Александр Первый — страница 32 из 88

Но промелькнуло – пропало, и Голицын понял, что никогда ничего не скажет он, хотя бы страшный зверь загрыз его до смерти, – будет терпеть и молчать.

Глава третья

Князь Александр Николаевич Голицын передал племяннику своему, князю Валерьяну, волю государя о том, чтобы он перестал бывать у Нарышкиных. Но Марья Антоновна, узнав об этом, объявила, что не хочет лишать свою больную, может быть, умирающую дочь последней радости, и просила князя бывать у них по-прежнему, обещая взять на себя перед государем всю ответственность. С женихом Софьи, графом Шуваловым, поссорилась и говорила, что если бы даже Софья выздоровела, то государь как себе хочет, а она ни за что не выдаст дочь за этого «проходимца»: во вражде своей была столь же внезапна и неудержима, как в любви.

Так решила Марья Антоновна, так и сделалось, князь Валерьян продолжал посещать Софью, стараясь только не встречаться с государем. Избегая этих встреч, уезжал в Петербург, где проводил большую часть времени с новым другом своим, князем Александром Ивановичем Одоевским; из членов тайного общества сошелся с ним ближе всех.

Двадцатилетний корнет, красавец – розы на щеках, легкие пепельные, точно седые, кудри, голубые глаза, всегда немного прищуренные с улыбкою, – «красная девица», говорили о нем в полку. Казалось бы, ему не заговорщиком быть, а в пятнашки играть и бабочек ловить с такими же детьми, как он.

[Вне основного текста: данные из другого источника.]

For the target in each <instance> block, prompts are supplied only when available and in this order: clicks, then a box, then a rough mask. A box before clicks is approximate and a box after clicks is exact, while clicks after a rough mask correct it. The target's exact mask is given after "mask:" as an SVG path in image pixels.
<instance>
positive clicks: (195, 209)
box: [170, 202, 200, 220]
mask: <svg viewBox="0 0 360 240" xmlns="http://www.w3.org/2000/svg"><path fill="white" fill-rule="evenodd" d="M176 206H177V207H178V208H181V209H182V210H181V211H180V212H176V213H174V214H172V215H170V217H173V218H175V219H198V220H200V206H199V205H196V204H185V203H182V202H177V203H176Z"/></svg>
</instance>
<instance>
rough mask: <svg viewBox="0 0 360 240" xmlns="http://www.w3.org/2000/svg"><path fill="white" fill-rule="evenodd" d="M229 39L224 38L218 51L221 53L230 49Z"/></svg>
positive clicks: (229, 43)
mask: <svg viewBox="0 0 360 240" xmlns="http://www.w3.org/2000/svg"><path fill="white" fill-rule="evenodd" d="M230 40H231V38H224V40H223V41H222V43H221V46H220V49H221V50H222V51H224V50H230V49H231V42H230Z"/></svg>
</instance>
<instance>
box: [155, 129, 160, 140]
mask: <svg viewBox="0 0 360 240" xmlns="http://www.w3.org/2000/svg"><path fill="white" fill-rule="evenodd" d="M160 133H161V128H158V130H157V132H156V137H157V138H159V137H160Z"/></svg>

– Я от природы беспечен, ветрен и ленив, – говорил сам о себе, – никогда никакого не имел неудовольствия в жизни; я слишком счастлив.

Сорвем цветы украдкой

Под лезвием косы,

И ленью жизни краткой

Продлим, продлим часы, —

это о таких, как я, сказано.

Среди пламенных споров о судьбах России, о вольности, о «будущем усовершении человечества» молчал, усмехался, потом вдруг вскакивал, хватал свой кивер с белым султаном. «Куда ты?» – «На Невский». И гремел по тротуару саблею с таким легкомысленным видом, как будто, кроме гуляний да парадов, ничего для него не существует. Или сладкими пирожками объедался в кондитерской, как убежавший с урока школьник.

Но под этой детскостью горел в нем тихий пламень чувства.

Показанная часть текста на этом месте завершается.